En los tiempos que corren, solicitar una tregua a la vida puede parecer desagradecido, quejica, autocompasivo. Lo peor. Pero lo cierto es que cuando la mala suerte se enrosca en torno a ti como una boa constrictor, no queda otra más que rebelarse y mandar muy lejos a todas esas enseñanzas del nuevo siglo que nos exigen ser filósofos, empáticos y elevados. Oiga, yo voy a luchar como la primera, voy a pelear, he peleado sin descanso y no pido nada que no me haya ganado, no me venga usted con filosofías de revista de sala de espera. Ya está bien.
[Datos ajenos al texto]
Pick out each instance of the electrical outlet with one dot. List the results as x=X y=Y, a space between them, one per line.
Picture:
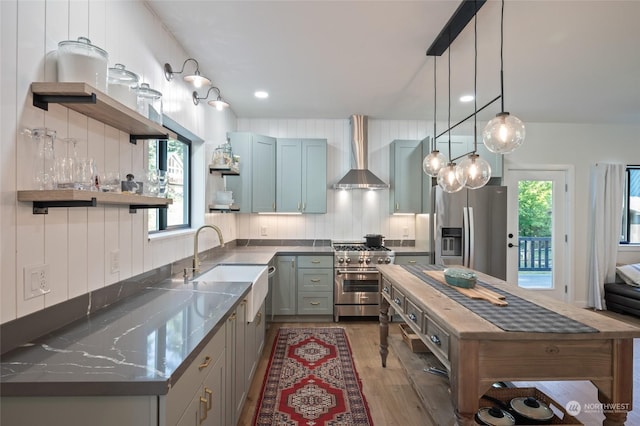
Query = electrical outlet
x=36 y=281
x=114 y=261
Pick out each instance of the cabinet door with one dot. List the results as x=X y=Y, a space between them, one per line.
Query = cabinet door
x=406 y=176
x=288 y=175
x=314 y=176
x=241 y=185
x=263 y=164
x=284 y=286
x=240 y=385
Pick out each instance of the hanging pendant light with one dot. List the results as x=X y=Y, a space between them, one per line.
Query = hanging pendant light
x=505 y=132
x=450 y=179
x=476 y=170
x=435 y=161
Y es cierto que la vida es así, que hay mucha gente que está peor, que esta crisis no es nada comparada con las que vivieron nuestros abuelos, etc. Lo sabemos. No somos una panda de quejumbrosos y malacostumbrados que lo único que quieren es mantener su supuesto alto nivel de vida porque, o sea, es lo que tiene que ser. No, somos gente normal, que trabaja, sufre, sueña y se desvela por las noches por culpa de los problemas. Y sí, somos muchos los que estamos así, somos muchos los que pedimos treguas, los que necesitamos que, alguna vez, las cosas nos salgan bien. Y si ese 'muchos' debería servirnos de consuelo, ya afirmo desde aquí que no. No consuela. Más bien desespera.
Necesitamos que la vida nos saque bandera blanca. Una tregua. Una esperanza cierta.